Without competitive incentives, the group said it would be extremely difficult to attract new investments and the country runs the risk of significant job losses over the next five years.

“We appeal to our senators to retain our fiscal incentives to ensure the continuity of operations and jobs, as well as investments, for the survival of the electronics industry,” the group said.

The Joint Foreign Chambers (JFC) of the Philippines said they also support Recto’s proposed amendments as it is necessary to ensure the measure would boost rather than harm Philippine competitiveness.

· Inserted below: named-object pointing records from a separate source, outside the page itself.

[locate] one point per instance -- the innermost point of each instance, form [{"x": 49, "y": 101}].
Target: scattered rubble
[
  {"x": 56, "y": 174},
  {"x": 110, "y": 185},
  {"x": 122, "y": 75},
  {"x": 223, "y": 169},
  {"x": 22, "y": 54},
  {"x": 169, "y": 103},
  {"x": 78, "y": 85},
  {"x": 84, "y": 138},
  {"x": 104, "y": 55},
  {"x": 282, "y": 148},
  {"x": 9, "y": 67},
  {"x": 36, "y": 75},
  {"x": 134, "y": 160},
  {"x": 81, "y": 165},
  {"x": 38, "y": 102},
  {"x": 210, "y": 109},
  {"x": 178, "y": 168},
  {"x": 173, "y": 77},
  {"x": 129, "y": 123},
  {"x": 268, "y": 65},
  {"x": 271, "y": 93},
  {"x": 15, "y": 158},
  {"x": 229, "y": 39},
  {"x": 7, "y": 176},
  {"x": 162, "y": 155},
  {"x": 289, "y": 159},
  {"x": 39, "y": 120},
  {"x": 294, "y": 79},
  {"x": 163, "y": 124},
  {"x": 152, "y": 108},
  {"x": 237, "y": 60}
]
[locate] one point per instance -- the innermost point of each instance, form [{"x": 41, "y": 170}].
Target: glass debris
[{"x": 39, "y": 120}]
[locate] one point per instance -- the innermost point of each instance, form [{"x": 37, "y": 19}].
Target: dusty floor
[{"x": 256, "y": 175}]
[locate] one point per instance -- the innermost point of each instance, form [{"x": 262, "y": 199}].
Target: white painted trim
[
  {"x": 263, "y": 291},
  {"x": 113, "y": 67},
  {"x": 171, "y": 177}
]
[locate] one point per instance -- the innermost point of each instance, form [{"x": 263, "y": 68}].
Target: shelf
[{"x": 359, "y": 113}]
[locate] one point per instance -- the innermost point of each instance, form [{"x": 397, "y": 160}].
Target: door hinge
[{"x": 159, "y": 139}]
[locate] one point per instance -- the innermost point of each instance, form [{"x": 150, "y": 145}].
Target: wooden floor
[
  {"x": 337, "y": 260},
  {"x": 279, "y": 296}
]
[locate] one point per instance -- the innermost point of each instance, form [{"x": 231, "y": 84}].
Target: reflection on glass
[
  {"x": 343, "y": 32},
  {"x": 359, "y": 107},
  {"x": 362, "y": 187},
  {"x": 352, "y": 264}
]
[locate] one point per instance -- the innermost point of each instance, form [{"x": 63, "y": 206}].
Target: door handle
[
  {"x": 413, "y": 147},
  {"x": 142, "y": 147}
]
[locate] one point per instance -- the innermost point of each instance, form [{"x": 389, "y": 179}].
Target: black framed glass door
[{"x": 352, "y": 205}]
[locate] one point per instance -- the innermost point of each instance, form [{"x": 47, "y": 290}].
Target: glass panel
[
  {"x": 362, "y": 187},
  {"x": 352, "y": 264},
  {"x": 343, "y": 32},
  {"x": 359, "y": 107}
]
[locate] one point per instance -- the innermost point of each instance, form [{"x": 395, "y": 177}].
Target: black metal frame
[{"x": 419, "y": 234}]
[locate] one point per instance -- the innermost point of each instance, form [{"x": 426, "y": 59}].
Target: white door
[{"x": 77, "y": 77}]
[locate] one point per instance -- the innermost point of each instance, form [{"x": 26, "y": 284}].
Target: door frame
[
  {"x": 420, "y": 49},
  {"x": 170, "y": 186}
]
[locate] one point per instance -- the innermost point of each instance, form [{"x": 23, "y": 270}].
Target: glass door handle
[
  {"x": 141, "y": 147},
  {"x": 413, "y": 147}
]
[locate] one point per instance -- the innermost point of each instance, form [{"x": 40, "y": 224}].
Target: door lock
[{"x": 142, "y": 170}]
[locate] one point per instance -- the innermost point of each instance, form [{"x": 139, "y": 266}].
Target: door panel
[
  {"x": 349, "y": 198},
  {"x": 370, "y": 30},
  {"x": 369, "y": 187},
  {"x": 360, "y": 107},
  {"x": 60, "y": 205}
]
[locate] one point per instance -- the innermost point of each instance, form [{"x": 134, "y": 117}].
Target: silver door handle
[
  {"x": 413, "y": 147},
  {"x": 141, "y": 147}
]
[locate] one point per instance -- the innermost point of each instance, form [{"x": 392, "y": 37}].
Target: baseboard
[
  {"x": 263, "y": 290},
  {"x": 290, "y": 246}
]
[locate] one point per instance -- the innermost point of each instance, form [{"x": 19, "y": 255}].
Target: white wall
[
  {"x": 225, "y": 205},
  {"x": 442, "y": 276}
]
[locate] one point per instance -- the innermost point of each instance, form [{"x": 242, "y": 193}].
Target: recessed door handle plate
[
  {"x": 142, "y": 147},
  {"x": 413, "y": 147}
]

“We believe Sen. Recto’s proposal for grandfathering incentives will ensure that existing investors will continue to invest in the country in the long-term and signals to prospective investors that there is stability and consistency in the implementation of policy in the country,” said JFC, which consists of the American, Australian-New Zealand, Canadian, European, Japanese, Korean chambers and Philippine Association of Multinational Companies Regional Headquarters Inc.